Slowly but surely the flat, red spoiler
that’s been jigging, thumping and weaving ahead of me disappears into the
distance. A long straight is enough to finish the job started in the many
braking zones on the A4061 and continued as each corner opened out and the
flat-sixes could zing around to the limiter in second and third. I’m in the
original 996 GT3 – in Speed Yellow, of course; the red spoiler belongs to its
replacement, and this road has shown that the evolution of the GT3 Gen 2 are
long gone, and it’s the newer, 3.8-liter version that’s opened the biggest gap
of all despite a damp surface and barely treaded Michelin Cup+ tires. It’s
probably in another country by now.
The
GT3 has never just been about outright power and grip
So that’s it, then? The GT3 gets fitter,
faster and better with every evolution and we might as well as all go home,
tear down our 997 posters (just me? Oh) and wait for the next game-changer, the
991 version? Not quite. The GT3 has never just been about outright power and
grip. The joy of this stripped-back 911 is that it mixes purity of purpose with
subtlety of feel, chases lap times but never at the expense of driver
involvement, and that it rewards at walking pace even though it’s developed to
be driven flat-out for hours on end without so much as a flicker of its oil temperature
gauge.
So today we’re going to explore each and
every generation of GT3, to understand which one delivers the purest hit of
that ever more speed has already started to erode the enjoyment for the person
sat behind the steering wheel. At a time when the GT3 stares into a new future
with PDK, rear-wheel steering (of the electronic kind, not the tires-on-fire
version beloved of this parish) and the dreaded EPAS, that latter point could
be telling. Has the GT3 been gradually heading away from its roots since year
zero or just focusing in more tightly? Should we be worried or encourage by the
evolutionary process in the cold light of a British ‘spring’ day? There’s only
one way to find out.
The
996 GT3 was launched in 1999
The 996 GT3 was launched in 1999, and when you first fall down into its distinctive winged seats it
feels every single one of its 14 years. Forget that the 996 interior in general
is a little bit crummy – in the context of a car that listed a roll-cage
amongst its options, that seems wholly irrelevant – it’s the scale of the
original GT3 that is almost shocking. It’s tiny. The screen is upright, the
door trims are thin, the side glass almost seems to press against your right
cheek, while your other cheeks skim the road surface. The narrowness,
particularly, really gives the 996 the feel of a classic car. So you twist the
small, convenient old-fashioned key in the ignition barrel and the 3.6-liter
flat-six start with an initial burst of energy and then clatters and rattles at
a grumpy idle. It’s nothing like as loud as the later GT3s with their trick
exhaust valves open but I love the unreconstructed trebly thrashing.

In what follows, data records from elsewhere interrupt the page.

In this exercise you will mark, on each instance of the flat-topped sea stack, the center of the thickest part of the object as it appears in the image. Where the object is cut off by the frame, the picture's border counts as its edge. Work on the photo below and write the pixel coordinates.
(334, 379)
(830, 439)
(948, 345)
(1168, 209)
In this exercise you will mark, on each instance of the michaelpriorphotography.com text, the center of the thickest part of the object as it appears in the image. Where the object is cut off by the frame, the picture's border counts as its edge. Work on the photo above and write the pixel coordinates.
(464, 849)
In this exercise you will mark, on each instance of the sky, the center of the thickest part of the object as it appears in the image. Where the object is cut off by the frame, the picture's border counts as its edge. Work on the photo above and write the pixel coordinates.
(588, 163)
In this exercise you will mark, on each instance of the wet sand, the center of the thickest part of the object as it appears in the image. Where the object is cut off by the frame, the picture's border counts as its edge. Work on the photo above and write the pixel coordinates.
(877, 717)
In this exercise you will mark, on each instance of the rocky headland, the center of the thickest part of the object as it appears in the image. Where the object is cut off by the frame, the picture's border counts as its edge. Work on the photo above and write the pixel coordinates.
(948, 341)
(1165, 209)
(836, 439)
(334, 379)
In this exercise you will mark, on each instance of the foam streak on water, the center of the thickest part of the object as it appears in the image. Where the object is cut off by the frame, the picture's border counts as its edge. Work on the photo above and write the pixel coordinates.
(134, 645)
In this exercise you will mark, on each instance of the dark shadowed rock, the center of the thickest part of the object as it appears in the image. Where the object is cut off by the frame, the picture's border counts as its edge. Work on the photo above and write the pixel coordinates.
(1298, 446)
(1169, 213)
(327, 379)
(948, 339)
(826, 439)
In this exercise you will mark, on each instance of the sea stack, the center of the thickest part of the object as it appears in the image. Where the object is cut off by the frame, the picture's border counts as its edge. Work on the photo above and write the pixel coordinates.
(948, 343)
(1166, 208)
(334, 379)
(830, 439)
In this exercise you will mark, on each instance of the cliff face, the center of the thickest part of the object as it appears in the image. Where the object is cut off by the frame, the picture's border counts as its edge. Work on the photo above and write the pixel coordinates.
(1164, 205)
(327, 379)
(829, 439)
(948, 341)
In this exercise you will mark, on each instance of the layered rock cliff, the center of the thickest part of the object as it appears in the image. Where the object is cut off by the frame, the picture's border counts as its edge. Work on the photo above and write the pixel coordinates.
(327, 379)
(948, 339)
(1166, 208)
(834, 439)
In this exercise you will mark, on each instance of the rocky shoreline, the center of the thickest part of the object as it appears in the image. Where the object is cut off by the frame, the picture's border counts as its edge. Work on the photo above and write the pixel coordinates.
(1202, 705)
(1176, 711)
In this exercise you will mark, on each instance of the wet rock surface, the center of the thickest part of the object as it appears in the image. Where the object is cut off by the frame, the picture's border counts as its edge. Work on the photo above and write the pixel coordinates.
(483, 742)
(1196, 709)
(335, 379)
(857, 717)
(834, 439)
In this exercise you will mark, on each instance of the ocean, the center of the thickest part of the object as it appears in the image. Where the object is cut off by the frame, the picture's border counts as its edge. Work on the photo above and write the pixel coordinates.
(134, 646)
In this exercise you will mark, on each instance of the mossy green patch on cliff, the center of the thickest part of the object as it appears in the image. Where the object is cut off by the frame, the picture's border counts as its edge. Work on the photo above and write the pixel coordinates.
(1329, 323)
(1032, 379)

With that noise tingling and pulsating
through the seat and because you sit so low, this GT3 certainly feels special
before it’s even turned a wheel. It gets better though and you know it will as
soon as you slot first and roll away with a little flare of revs. The gearbox
itself has a slightly loose action, almost like it’s not really connected to
anything mechanical. However, although the other controls share the box’s
surprising light weighting, they feel rigidly connected to the chassis and
immediately the car announces its rare precision. There’s not an ounce of play
or flab here. For the first few miles you’re in wonderment of the suppleness of
the damping and the minimal input and effort required to make the car respond
with exacting accuracy. From the outside the 996 GT3 looks so low and so tough,
you almost expect a combative driving experience. The reality is less taxing
but utterly enthralling: it feels light, alert and incredibly nimble.
The
gearbox itself has a slightly loose action, almost like it’s not really
connected to anything mechanical
In one sense the 996 does drive as it looks
– that narrowness is starkly evident by the way you can place it so easily on
the road but also because the sheer mechanical grip you expect isn’t really
there. There’s little under-steer, but the tail always seems to be skipping and
slipping and needs constant attention on these bumpy roads. In fast turns you
don’t really correct the car but the way it always takes on a little angle
really gets and keeps your attention. So it feels incredibly agile, perhaps
almost too flighty if you’re not used to 911s, but the way you quickly adapt to
its balance and learn to drive it right at the point where it is moving around
is a testament to the incredible feel that courses through the entire car. The
steering is just delicious, so good that it almost feels like sensory overload
at first, and the progression of the chassis, the way the front picks up and
the rears dig in on corner exit while the steering wheel jigs and fizzes in
your hands, is just so intuitive. Aside from being too easily deflected by
mid-corner bumps, the 996 GT3 just feels incredibly simple to drive.
There’s
little understeer, but the tail always seems to be skipping and slipping and
needs constant attention on these bumpy roads
It’s fast too. I won’t pretend that this
original car has the savagery that we’ll discover in the 997s, but the engine
is sweet, and beyond 5000rpm this tiny car flies across the ground and deep
into three figures with uncomfortable regularity. The combination of 360bhp at
7200rpm, 2731b ft at 5000rpm and 135kg remains pretty potent. And to think the new
GT3 will have 468bhp… Features ed Henry Catchpole has already forgotten that
the other GT3s exits: ‘I love the way it rides despite having its wheels tucked
up in its arches like a 4.0RS’, he begins. ‘I love the delicacy of the steering
and I love the organically folded rear wing. I think it might be perfect’. I
leave him stroking the, er, well let’s just say he needs some time alone.